This is the second collaborative paper that the Microbes and Social Equity working group has published together, led by Dr. Jake Robinson and featuring 25 other MSE group researchers in various fields related to microbiomes, social equity, and ecosystems. In developing this paper, we had many conversations about what had been accomplished in research related to microbial exposure, as well as what had yet to be done. We provide some background information as context, and spend the majority of the paper outlining twenty of the most poignant research directions. There are so many questions yet to be answered about the way the microbial communities interact with human lives, and how our lives impact them back. In our enthusiasm for the topics, we could have endlessly chatted about research, such that we decided to limit ourselves to twenty questions. We hope that this piece becomes a source for inspiration for others who continue this conversation and future research in these areas.
You can read the paper online, or hear more about the paper by watching Jake’s seminar on this and his other research:
Robinson, J.M., Redvers, N., Camargo, A., Bosch, C.A., Breed, M.F., Brenner, L.A., Carney, M.A., Chauhan, A., Dasari, M., Dietz, L.G., Friedman, M., Grieneisen, L., Hoisington, A.J., Horve, P.F., Hunter, A., Jech, S., Jorgensen, A., Lowry, C.A., Man, I., Mhuireach, G., Navarro-Pérez, E., Ritchie, E.G., Stewart, J.D., Watkins, H., Weinstein, P., and Ishaq, S.L. 2022. Twenty important research questions in microbial exposure and social equity. mSystems 7(1): e01240-21.

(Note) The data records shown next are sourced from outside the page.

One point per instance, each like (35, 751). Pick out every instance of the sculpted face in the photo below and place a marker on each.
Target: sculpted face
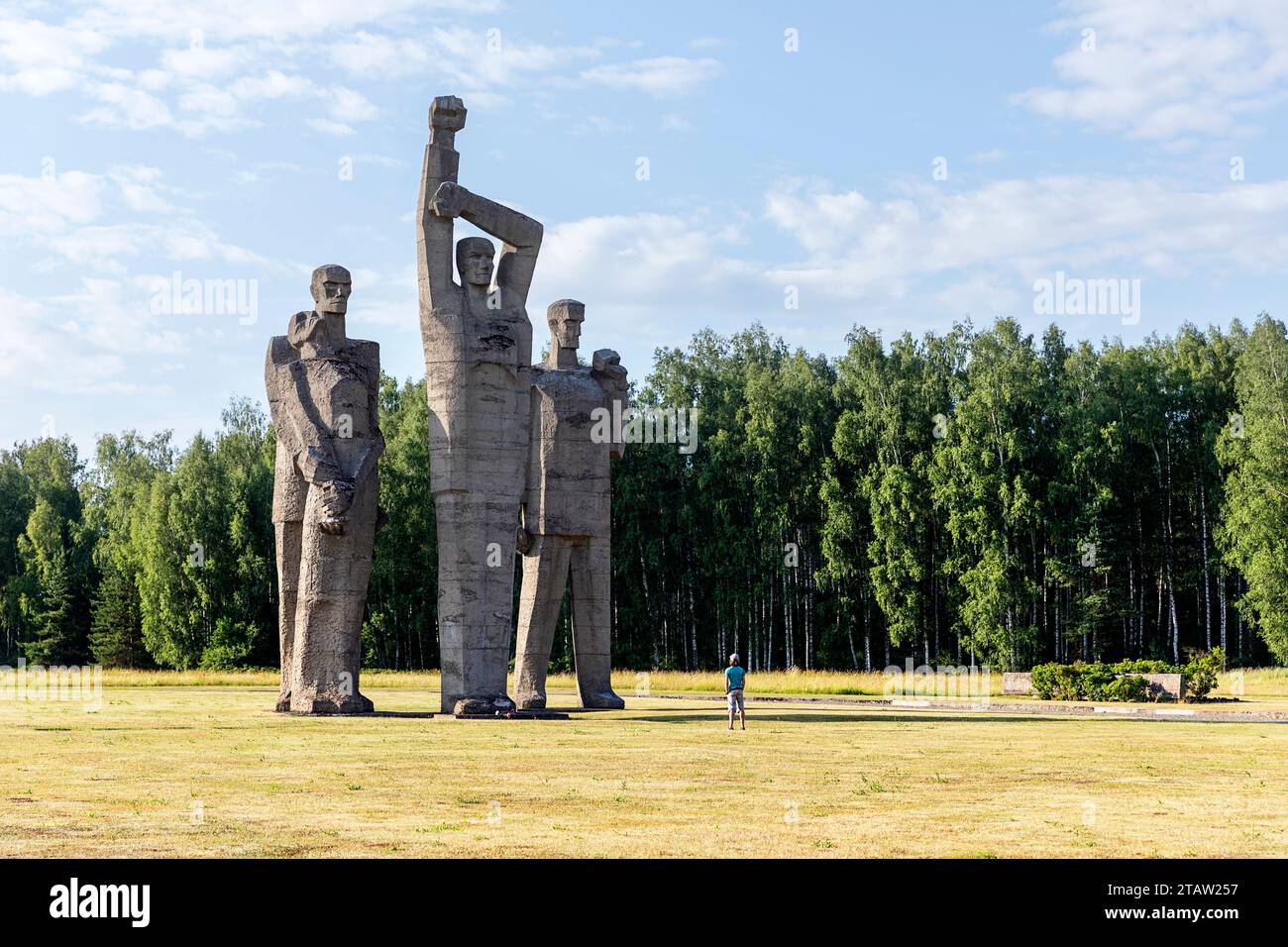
(475, 261)
(334, 296)
(566, 328)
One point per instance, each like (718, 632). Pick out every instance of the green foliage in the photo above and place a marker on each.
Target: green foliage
(1115, 682)
(977, 496)
(1201, 674)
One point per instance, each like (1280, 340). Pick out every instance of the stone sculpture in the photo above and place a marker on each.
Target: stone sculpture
(322, 394)
(567, 513)
(478, 354)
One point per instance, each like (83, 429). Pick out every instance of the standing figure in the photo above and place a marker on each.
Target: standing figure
(478, 355)
(322, 393)
(567, 513)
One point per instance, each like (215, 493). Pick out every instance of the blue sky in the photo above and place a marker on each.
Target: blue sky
(210, 140)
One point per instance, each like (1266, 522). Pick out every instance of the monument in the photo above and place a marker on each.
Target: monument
(322, 394)
(478, 355)
(567, 513)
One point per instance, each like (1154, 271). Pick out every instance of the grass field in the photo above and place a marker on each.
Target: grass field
(207, 770)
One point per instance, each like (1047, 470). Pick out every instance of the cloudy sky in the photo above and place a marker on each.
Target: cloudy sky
(897, 165)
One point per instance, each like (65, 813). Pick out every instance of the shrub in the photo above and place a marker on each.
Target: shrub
(1201, 673)
(1100, 682)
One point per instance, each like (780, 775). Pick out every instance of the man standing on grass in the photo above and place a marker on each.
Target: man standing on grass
(734, 677)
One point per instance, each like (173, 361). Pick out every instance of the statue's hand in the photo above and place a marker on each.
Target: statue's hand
(447, 112)
(336, 499)
(449, 200)
(522, 540)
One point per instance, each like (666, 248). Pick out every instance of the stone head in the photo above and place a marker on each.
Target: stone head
(475, 261)
(565, 318)
(331, 287)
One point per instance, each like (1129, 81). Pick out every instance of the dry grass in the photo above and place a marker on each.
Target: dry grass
(1262, 685)
(660, 779)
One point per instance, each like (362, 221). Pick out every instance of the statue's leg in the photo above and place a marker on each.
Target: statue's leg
(476, 595)
(591, 622)
(476, 547)
(288, 538)
(334, 573)
(545, 577)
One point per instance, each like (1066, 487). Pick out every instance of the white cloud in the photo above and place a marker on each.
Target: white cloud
(1012, 231)
(329, 127)
(660, 76)
(1162, 69)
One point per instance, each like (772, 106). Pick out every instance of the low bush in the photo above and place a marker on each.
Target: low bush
(1100, 682)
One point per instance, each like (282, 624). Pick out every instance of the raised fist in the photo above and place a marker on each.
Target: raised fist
(447, 112)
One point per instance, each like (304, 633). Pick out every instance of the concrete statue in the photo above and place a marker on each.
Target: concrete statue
(322, 394)
(478, 355)
(567, 513)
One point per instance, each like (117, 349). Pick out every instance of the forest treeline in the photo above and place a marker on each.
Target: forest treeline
(970, 496)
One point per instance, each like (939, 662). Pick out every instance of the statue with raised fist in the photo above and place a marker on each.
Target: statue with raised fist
(567, 513)
(478, 354)
(322, 393)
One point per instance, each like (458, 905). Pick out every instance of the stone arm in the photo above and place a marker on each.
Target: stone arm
(533, 470)
(608, 371)
(519, 235)
(376, 441)
(442, 315)
(295, 421)
(434, 249)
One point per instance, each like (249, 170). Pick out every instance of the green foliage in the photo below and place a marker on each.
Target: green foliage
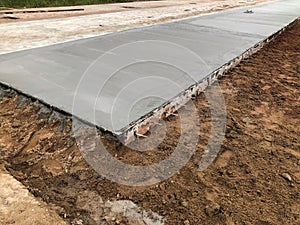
(48, 3)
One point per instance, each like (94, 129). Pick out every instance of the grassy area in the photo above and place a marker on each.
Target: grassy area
(48, 3)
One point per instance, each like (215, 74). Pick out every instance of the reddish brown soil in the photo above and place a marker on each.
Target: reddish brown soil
(255, 179)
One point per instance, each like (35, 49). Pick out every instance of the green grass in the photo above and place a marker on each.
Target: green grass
(48, 3)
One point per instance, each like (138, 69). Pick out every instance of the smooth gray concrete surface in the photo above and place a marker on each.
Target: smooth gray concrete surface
(113, 80)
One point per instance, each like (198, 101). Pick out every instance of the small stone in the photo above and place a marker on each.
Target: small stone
(186, 222)
(287, 177)
(212, 209)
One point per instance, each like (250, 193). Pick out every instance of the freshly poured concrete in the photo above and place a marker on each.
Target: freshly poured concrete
(115, 79)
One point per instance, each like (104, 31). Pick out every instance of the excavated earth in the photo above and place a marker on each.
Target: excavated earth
(254, 180)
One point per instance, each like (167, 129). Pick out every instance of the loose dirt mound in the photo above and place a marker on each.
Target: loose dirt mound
(255, 179)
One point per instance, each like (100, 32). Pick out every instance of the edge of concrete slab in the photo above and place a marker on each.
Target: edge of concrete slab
(141, 126)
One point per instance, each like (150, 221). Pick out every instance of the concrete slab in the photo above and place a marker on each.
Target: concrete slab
(113, 80)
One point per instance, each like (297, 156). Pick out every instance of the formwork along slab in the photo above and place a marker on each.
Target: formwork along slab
(125, 80)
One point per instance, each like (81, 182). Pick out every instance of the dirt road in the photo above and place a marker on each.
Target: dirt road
(255, 179)
(23, 33)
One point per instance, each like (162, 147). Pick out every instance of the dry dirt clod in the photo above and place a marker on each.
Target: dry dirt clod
(212, 209)
(186, 222)
(287, 177)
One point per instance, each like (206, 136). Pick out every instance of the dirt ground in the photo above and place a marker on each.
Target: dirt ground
(254, 180)
(13, 15)
(33, 30)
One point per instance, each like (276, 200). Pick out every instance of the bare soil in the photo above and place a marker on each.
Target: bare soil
(254, 180)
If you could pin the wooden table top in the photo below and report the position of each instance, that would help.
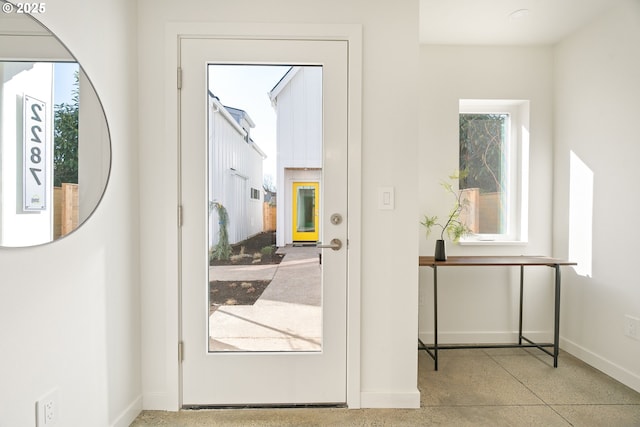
(516, 260)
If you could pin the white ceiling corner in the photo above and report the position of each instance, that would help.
(487, 22)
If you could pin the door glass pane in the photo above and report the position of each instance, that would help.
(306, 209)
(264, 133)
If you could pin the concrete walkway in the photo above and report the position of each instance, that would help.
(286, 317)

This is part of the mSystems Special Series: Social Equity as a Means of Resolving Disparities in Microbial Exposure
Social and political policy, human activities, and environmental change affect the ways in which microbial communities assemble and interact with people. These factors determine how different social groups are exposed to beneficial and/or harmful microorganisms, meaning microbial exposure has an important socioecological justice context. Therefore, greater consideration of microbial exposure and social equity in research, planning, and policy is imperative. Here, we identify 20 research questions considered fundamentally important to promoting equitable exposure to beneficial microorganisms, along with safeguarding resilient societies and ecosystems. The 20 research questions we identified span seven broad themes, including the following: (i) sociocultural interactions; (ii) Indigenous community health and well-being; (iii) humans, urban ecosystems, and environmental processes; (iv) human psychology and mental health; (v) microbiomes and infectious diseases; (vi) human health and food security; and (vii) microbiome-related planning, policy, and outreach. Our goal was to summarize this growing field and to stimulate impactful research avenues while providing focus for funders and policymakers.